HERA (Heterogeneous Emotional Results Aggregator) is a three-level multimodal emotion detection system prepared to manage different emotion detectors in one place, detect emotions using said recognizers and aggregate results from each emotion detection service. The HERA system acts like a proxy of emotion recognizers: each emotion recognition service implements an interface in HERA, and the requests that would be send to said service are sent to HERA. HERA will then communicate with the corresponding service (being it a third-party service offered over the Internet or an API to access a sensor in a device), gathering the results and aggregate them on command.

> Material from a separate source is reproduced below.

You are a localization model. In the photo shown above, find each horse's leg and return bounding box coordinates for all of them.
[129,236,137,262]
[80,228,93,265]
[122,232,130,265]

Lanching HERA is quite simple. Once you've downloaded the repository, just run a
npm install
to install the node modules required and then a
npm start
to start the API. As an express app, it runs on port 3000 by default, but you can change this easily at the www
file in /bin/
. From this point on, you just send your requests to HERA in order to analyse data, aggregate results, etc. Since HERA works as an API Rest in a certain port, it's completely language agnostic. The snippets below show different examples of how to communicate with HERA using different programming languages. While these snippets are written in JavaScript, Python, Java and Ruby, you can use whatever programming language you want, as long as it supports communications via HTTP requests.
// Javascript (client)
$.ajax({
url : 'http://localhost:3000/api/v1/',
type : 'POST',
success : function( data ) {
//...
}
});
// JavaScript (Server)
request({
url: 'http://localhost:3000/api/v1/init',
type: 'POST',
body: {
settingsFile: 'credentials.json'
},
json: true
}, function( error, response, body ){
//...
});
# Python
import requests
url = 'http://localhost:3000/api/v1/setup'
body = { 'delay': 3000 }
x = requests.post( url, data = body )
// Java
RequestBody formBody = new FormBody.Builder()

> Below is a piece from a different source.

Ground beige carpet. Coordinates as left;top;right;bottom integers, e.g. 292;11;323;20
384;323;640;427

.add("mediaType", "image")
.add("lookingFor", "['face']")
.add("mediaPath", "C:\\Users\\user\\images\\image.jpg")
.build();
Request request = new Request.Builder()
.url("http://localhost:3000/api/v1/analyse")
.post(formBody)
.build();
# Ruby
require 'httparty'
HTTParty.post("http://localhost:3000/api/v1/results")

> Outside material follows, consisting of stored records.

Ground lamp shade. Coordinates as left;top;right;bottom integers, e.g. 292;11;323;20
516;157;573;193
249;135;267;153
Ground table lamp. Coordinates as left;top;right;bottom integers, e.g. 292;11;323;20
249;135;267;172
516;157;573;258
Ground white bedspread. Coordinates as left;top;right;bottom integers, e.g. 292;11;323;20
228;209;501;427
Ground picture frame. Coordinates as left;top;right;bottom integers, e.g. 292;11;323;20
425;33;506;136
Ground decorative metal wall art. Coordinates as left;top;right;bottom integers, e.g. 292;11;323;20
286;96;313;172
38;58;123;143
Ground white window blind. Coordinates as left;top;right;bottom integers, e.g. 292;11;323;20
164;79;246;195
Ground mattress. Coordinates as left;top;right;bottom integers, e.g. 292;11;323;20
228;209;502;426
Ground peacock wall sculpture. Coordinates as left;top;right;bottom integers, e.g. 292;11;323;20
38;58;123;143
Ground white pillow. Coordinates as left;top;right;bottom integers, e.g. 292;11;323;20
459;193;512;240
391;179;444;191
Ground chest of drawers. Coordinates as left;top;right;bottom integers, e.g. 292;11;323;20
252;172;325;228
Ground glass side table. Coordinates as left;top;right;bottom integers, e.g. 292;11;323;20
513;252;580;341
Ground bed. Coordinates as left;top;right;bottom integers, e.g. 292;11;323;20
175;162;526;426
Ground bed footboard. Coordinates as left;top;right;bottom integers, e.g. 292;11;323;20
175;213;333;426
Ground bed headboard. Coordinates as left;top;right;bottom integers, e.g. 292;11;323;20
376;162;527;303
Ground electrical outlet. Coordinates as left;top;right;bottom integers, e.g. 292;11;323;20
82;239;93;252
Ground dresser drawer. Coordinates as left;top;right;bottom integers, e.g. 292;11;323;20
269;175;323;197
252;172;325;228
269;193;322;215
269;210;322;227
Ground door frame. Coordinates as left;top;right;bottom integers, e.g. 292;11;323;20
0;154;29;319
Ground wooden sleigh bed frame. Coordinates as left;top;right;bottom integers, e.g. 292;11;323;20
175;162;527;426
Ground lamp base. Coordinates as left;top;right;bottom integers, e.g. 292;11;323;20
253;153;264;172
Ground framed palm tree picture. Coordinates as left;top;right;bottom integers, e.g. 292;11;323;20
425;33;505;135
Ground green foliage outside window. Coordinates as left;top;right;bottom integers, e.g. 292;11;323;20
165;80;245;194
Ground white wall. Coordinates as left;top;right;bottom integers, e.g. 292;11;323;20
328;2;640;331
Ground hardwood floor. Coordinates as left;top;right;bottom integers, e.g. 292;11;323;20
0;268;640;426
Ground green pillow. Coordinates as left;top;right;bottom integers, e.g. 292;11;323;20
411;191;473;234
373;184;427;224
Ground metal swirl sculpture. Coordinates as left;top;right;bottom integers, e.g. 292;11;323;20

Unless you change the directory, the root of the request will always be /api/vX/
, being X
the number of the version you want to use. For example, if you want to use v1
, an init
request would have http://localhost:3000/api/v1/init
as url
.
Once the server is running, the workflow would be as follows:
- Requesting a cookie. Call the root of the server to get an unique id. This id allows you to communicate with the rest of endpoints. Trying to communicate with these endpoints without including this unique id in the request will return an error (
Session wasn't initialized. Send request to "/" first
). This id is linked to an user object which will store the detectors' proxies, the data returned by these ones, etc. - Setting up the server. After getting the id, call the
/init
endpoint to create the detectors' proxies. This endpoint links a DetectorHandler to the user object, allowing you to request emotion recognition for media files and the aggregation of the consequent results. - Requesting a media analyse looking for emotions. Having your unique id, you will be able to request an emotion recognition over a media resource. Requests to this endpoint don't return the results to these analysis.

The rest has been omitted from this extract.